The animals we sacrifice and devour are little more than infants – chickens for example are slaughtered at seven weeks of age. Pigs are killed at six months (less if they run into Refn, apparently). We no more eat old animals than photographers seek out old models. Remember Curtis’ line in Snow Piercer:
“I know what people taste like. I know that babies taste best.”
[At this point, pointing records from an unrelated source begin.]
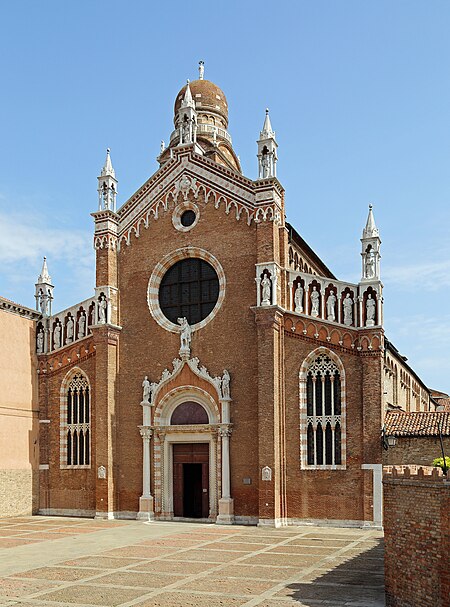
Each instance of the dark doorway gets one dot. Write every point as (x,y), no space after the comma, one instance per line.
(191,480)
(192,494)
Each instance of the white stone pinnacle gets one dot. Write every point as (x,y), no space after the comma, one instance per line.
(267,131)
(44,276)
(108,168)
(187,100)
(371,229)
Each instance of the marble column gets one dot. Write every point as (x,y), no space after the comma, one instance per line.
(146,511)
(226,506)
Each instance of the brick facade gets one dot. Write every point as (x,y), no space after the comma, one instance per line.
(263,344)
(417,539)
(19,427)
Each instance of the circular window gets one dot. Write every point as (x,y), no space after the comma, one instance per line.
(190,289)
(187,218)
(189,413)
(187,282)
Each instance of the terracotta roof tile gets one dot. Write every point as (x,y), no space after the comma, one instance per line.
(417,423)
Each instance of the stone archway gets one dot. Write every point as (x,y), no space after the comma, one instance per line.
(168,435)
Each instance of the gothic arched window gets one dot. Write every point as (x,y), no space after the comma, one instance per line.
(322,415)
(76,423)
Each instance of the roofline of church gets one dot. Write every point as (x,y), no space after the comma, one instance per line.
(393,350)
(14,308)
(295,237)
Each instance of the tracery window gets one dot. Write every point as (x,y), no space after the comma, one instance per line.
(323,416)
(76,427)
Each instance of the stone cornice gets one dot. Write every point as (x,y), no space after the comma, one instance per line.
(14,308)
(240,197)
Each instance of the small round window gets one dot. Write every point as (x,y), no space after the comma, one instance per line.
(190,289)
(187,218)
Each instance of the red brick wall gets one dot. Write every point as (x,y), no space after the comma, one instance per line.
(334,494)
(228,341)
(72,489)
(419,450)
(417,528)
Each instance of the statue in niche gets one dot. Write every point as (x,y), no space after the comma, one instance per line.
(298,298)
(331,306)
(185,335)
(266,473)
(225,384)
(147,390)
(348,310)
(102,305)
(370,264)
(81,325)
(265,164)
(57,336)
(43,303)
(40,342)
(266,285)
(186,132)
(69,330)
(370,311)
(315,299)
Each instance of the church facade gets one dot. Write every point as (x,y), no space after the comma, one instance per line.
(220,372)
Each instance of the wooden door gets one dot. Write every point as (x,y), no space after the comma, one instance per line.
(191,465)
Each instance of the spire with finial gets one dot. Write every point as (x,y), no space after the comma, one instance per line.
(267,131)
(44,276)
(107,186)
(108,168)
(371,229)
(187,119)
(267,150)
(370,252)
(188,100)
(44,291)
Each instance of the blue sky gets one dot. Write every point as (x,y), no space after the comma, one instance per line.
(359,96)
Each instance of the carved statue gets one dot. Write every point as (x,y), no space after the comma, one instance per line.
(298,298)
(40,342)
(348,310)
(57,336)
(81,325)
(370,311)
(186,132)
(331,306)
(266,285)
(225,384)
(69,330)
(147,390)
(265,164)
(43,303)
(102,305)
(315,298)
(370,264)
(185,334)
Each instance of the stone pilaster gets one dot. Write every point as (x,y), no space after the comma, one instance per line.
(106,339)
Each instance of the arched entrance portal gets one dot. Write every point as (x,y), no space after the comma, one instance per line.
(186,443)
(190,466)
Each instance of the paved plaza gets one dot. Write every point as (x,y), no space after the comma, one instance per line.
(49,561)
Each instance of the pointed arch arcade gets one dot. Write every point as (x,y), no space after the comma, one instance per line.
(75,420)
(322,411)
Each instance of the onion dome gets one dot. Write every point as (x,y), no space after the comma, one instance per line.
(210,102)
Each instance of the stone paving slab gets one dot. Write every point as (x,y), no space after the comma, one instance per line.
(85,563)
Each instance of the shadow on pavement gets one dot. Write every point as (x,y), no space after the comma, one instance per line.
(356,581)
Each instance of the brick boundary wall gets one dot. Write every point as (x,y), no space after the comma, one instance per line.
(417,537)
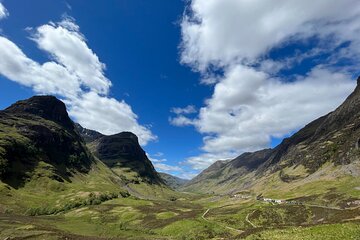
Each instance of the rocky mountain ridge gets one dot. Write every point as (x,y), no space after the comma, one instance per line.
(332,139)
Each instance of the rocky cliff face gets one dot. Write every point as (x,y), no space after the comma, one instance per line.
(332,139)
(39,130)
(122,153)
Or the words of John Jacques Rousseau:
“The animals you eat are not those who devour others; you do not eat the carnivorous beasts, you take them as your pattern. You only hunger after sweet and gentle creatures who harm no one, which follow you, serve you, and are devoured by you as the reward of their service.“
Cannibalism is no more or less than the sacrifice and devouring of animals – in this case, the Great Ape known as Homo sapiens. As voracious consumerism and greed extends its reach, to plunder the entire planet, the distinction between us and the other animals seems increasingly to evaporate.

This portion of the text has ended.